In the Lateral Flow
A flawed comparison of testing statistics flows on social media.
The Brexit Party chairman had over 3,100 shares of his post asserting:
Lateral Flow Tests, agreed by PHE as 99.7% accurate, show 80% fewer cases in Liverpool v. Govt standard PCR tests.
The flawed comparison ignores that the tests are of different people. The post also mistakes the true-negative ratio for ‘accuracy’.
Richard Tice, the businessman and Brexit Party chairman, wrote:
BREAKING: Lateral Flow Tests, agreed by PHE as 99.7% accurate, show 80% fewer cases in Liverpool v. Govt standard PCR tests. First major comparison, shows whole Govt strategy possibly based on flawed data (as many been saying for months) Urgent statement please [Matt Hancock].
Testing is not perfect. For simplification, this article treats testing as binary: giving positive or negative results. Diagnostic testing is not binary. Retesting and other checks help inform clinical judgements.
There are statistical measures of testing:
- True-negative rate: For uninfected people, the proportion who get a correct negative result. In the jargon, this is the test’s specificity, or 100% minus the false-positive rate.
- True-positive rate: For infected people, the proportion who get a correct positive result. This is the test’s sensitivity, or 100% minus the false-negative rate.
- Accuracy: This is the number of correct results, as a proportion of those tested.
These statistical terms are not intuitive, and can lead to confusion.
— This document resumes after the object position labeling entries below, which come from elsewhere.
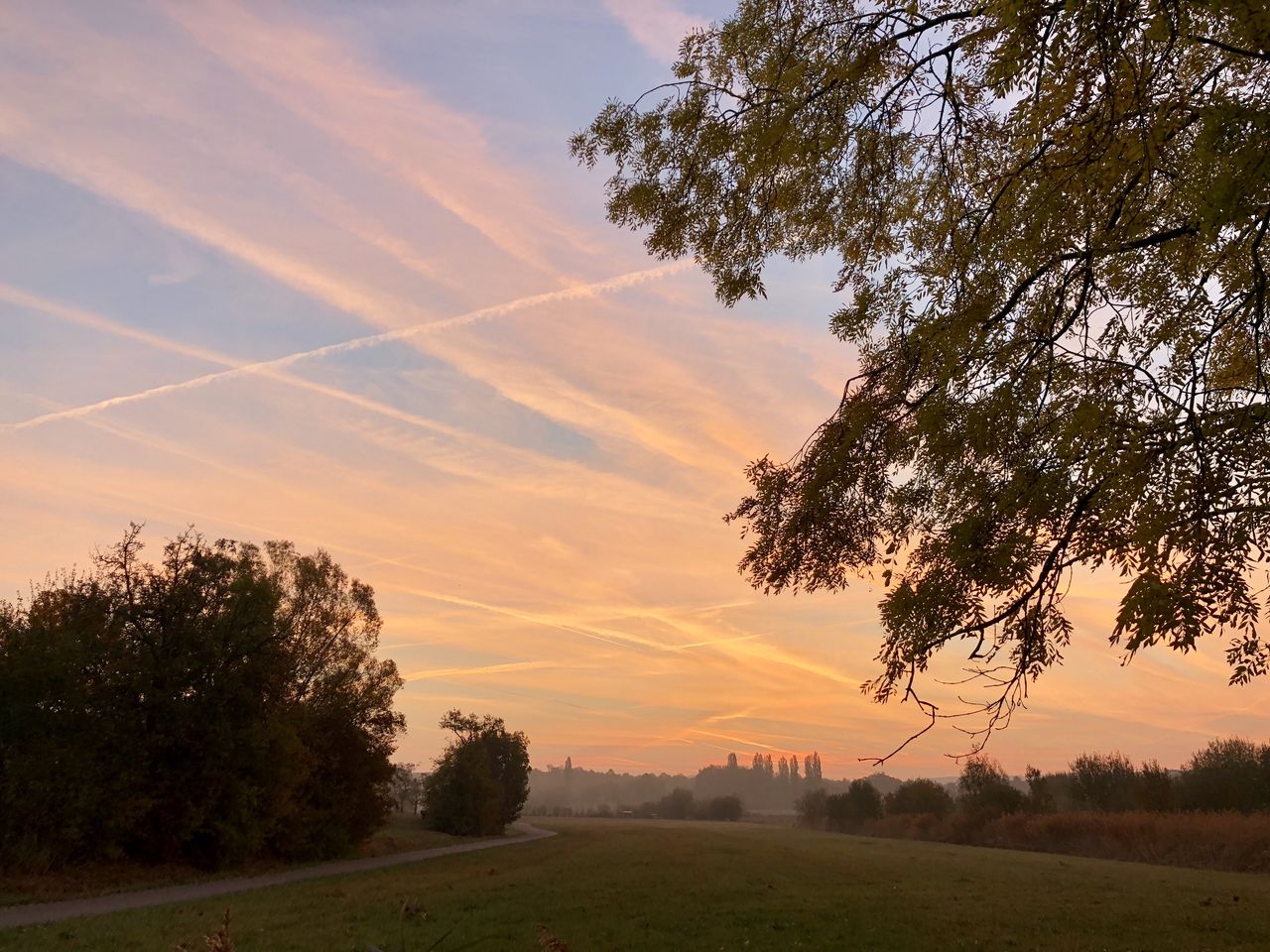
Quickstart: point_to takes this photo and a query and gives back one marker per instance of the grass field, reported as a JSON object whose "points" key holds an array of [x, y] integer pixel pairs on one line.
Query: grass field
{"points": [[616, 885], [400, 834]]}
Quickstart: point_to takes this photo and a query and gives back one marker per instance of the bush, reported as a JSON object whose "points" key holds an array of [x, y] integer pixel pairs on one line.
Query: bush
{"points": [[858, 803], [920, 796], [985, 791], [479, 784], [676, 805], [726, 807], [1228, 774], [1105, 782], [813, 809], [222, 705]]}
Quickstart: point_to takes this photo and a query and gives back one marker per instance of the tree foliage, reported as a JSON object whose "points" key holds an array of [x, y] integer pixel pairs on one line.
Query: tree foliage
{"points": [[480, 782], [1230, 774], [221, 705], [1051, 222]]}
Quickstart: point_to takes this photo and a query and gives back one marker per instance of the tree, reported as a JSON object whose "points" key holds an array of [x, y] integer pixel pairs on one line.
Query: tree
{"points": [[985, 791], [917, 797], [725, 807], [1106, 782], [221, 705], [1051, 223], [858, 803], [676, 805], [407, 788], [480, 782]]}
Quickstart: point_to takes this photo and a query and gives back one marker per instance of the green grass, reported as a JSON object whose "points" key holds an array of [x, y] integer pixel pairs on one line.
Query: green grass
{"points": [[616, 885], [400, 834]]}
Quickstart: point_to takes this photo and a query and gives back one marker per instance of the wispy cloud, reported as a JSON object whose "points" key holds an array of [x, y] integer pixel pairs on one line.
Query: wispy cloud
{"points": [[657, 26]]}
Lateral flow tests work by placing a liquid sample on an absorbent pad. That liquid flows along the pad. On that pad, there are strips which react with the material interest. For SARS-CoV-2 testing, the strip has antibodies which bind to the proteins on the virus. If these proteins are present, there is a coloured line. These rapid tests work fast — and operate like pregnancy tests.
University of Oxford and Public Health England studied the Innova lateral flow tests. The estimated true-negative rate was 99.7% (99.5% — 99.8%).
Tice uses this figure to say how ‘accurate’ the test is. This is only one type of statistical accuracy. The estimated true-positive rate was 77%. This is an estimate: it could be somewhat higher or lower.
There were differences in antigen detection in who is using the device. Also, the viral load influenced whether the lateral flow test gave a positive result.
The Liverpool conundrum
Liverpool is undertaking a mass testing pilot. That pilot used the lateral flow tests alongside the standard PCR tests.
Polymerase chain reaction tests look for the virus’s genetic material in the sample. Scientists add enzymes to the nose or throat swab sample. Those enzymes copy strands of the genetic material, amplifying their presence. That way, we can then detect the presence of the virus. The cycle threshold is the number of times researchers amplify to reach detection.
This kind of testing has a very high true-negative rate. The true-positive rate is not as high. For example, a swab sample may not have any virus cultures. If the person has the virus, that leads to a false-negative result.
The provisional figures for Liverpool residents up to 16th November were:
- 71,684 residents had lateral flow tests;
- 51,855 residents had PCR tests;
- A total of 119,054 residents had at least one of the two tests.
This means that 4,485 residents had both tests.
Tice implies the difference in positive ratios is wholly due to the tests themselves. The lateral flow tests are likely to give negative results for people with low viral loads.
There is a difference in the people receiving the tests. The overlap was less than 4,500 people. These two positive proportions are not comparable. It does not suggest PCR testing represents “flawed data”. It is plausible people with symptoms and in contact chains went for PCR testing. This is the flaw in a naive comparison of positive results between the two groups.
Diagnostic testing has different statistical measures. The true-negative rate is not the same as accuracy.
Different people receive different kinds of tests. We should avoid rapid conclusions about rapid testing, and wait for the flow of analysis.